# Which direction do you slice your bacon?



## mfreel

Rex's pictures got me thinking.  I've made a lot of bacon and never thought about this.

Is there a proper "grain" to slice the bacon?  Does it matter?

I can't get really long slices using my Cabela's slicer, so I usually trim it.  But now I'm wondering if it even matters.  

Dang it!  Now I have to make another batch to test this out!


----------



## mark66

I look at it this way. If your pork belly is about 8-10 in wide  and 16 to 24 in long. Now how many people would like a 16 in slice of bacon, and how do you fry it?


----------



## foamheart

Left to right, I understand in the east and middle east they go right to left, but they are just backwards.  I understand some even go top to bottom. But me, I do left to right.


----------



## daveomak

Foamheart said:


> Left to right, I understand in the east and middle east they go right to left, but they are just backwards.  I understand some even go top to bottom. But me, I do left to right.




What about back to front, or......   front to back...  then there is inside to outside and....... you get the picture.....  :biggrin:


----------



## mark66

DaveOmak said:


> What about back to front, or...... front to back... then there is inside to outside and....... you get the picture.....


Well, if you turn it inside out so inside would be outside then you can slice it from in to out!


----------



## cjbdvm04

It actually doesn't matter which way you slice it. The muscles contained in the layers of a pork belly are (from outside to inside) the external abdominal obliques, the internal abdominal obliques then the transverse/rectus abdominis. The fibers from each group run in different directions. That's what gives strength to the hold in the abdominal organs. You could slice bacon up down right left or even diagonally and it wouldn't matter. I should know, I'm a vet.


----------



## Bearcarver

I slice it the way it looks the prettiest (marbled).

I cut my bellies in 3 pieces before I cure & smoke. I also have a slicer with a 7" blade.

My shorter slices fry more evenly in a round pan.

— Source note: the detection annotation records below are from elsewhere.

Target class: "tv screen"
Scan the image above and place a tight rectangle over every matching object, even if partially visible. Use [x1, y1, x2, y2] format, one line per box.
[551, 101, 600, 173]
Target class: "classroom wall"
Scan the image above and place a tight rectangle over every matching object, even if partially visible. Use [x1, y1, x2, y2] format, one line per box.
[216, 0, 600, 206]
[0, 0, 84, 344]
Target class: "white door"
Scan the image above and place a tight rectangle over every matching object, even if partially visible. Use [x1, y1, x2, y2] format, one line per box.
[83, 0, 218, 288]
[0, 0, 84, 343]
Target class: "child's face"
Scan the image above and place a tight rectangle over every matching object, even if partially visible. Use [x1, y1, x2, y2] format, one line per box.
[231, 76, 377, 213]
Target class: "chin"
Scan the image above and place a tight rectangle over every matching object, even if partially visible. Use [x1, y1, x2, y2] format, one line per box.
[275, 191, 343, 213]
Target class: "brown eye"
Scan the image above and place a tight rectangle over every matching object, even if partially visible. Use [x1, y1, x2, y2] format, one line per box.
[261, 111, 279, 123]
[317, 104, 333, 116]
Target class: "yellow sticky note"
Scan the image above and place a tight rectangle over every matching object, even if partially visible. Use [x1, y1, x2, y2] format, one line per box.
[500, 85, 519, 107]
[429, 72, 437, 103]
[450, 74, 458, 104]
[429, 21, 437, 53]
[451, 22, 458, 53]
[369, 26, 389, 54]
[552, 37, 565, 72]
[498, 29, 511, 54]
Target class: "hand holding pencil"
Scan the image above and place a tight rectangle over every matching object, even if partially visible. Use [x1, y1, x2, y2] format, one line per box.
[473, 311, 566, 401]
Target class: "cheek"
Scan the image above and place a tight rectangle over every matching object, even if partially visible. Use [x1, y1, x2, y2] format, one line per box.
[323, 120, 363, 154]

My slices fit nicely in my BLTs. That's all that matters to me.
	

	
	
		
		



		
		
	


	





Bear


----------



## foamheart

Bearcarver said:


> I slice it the way it looks the prettiest (marbled).
> 
> I cut my bellies in 3 pieces before I cure & smoke. I also have a slicer with a 7" blade.
> 
> My shorter slices fry more evenly in a round pan.
> 
> My slices fit nicely in my BLTs. That's all that matters to me.
> 
> 
> 
> 
> 
> 
> 
> 
> 
> 
> 
> 
> 
> 
> 
> 
> 
> 
> 
> 
> Bear


_Miracle Max_: Sonny, true love is the greatest thing, in the world-except for a nice MLT - mutton, lettuce and tomato sandwich, where the mutton is nice and lean and the tomato is ripe
[_smacks his lips_]
_Miracle Max_: they're so perky, I love that.


----------



## rexster314

I usually try to slice across the grain if I can discern the grain direction. If I can't, then it's however it gets in the slicing tray


----------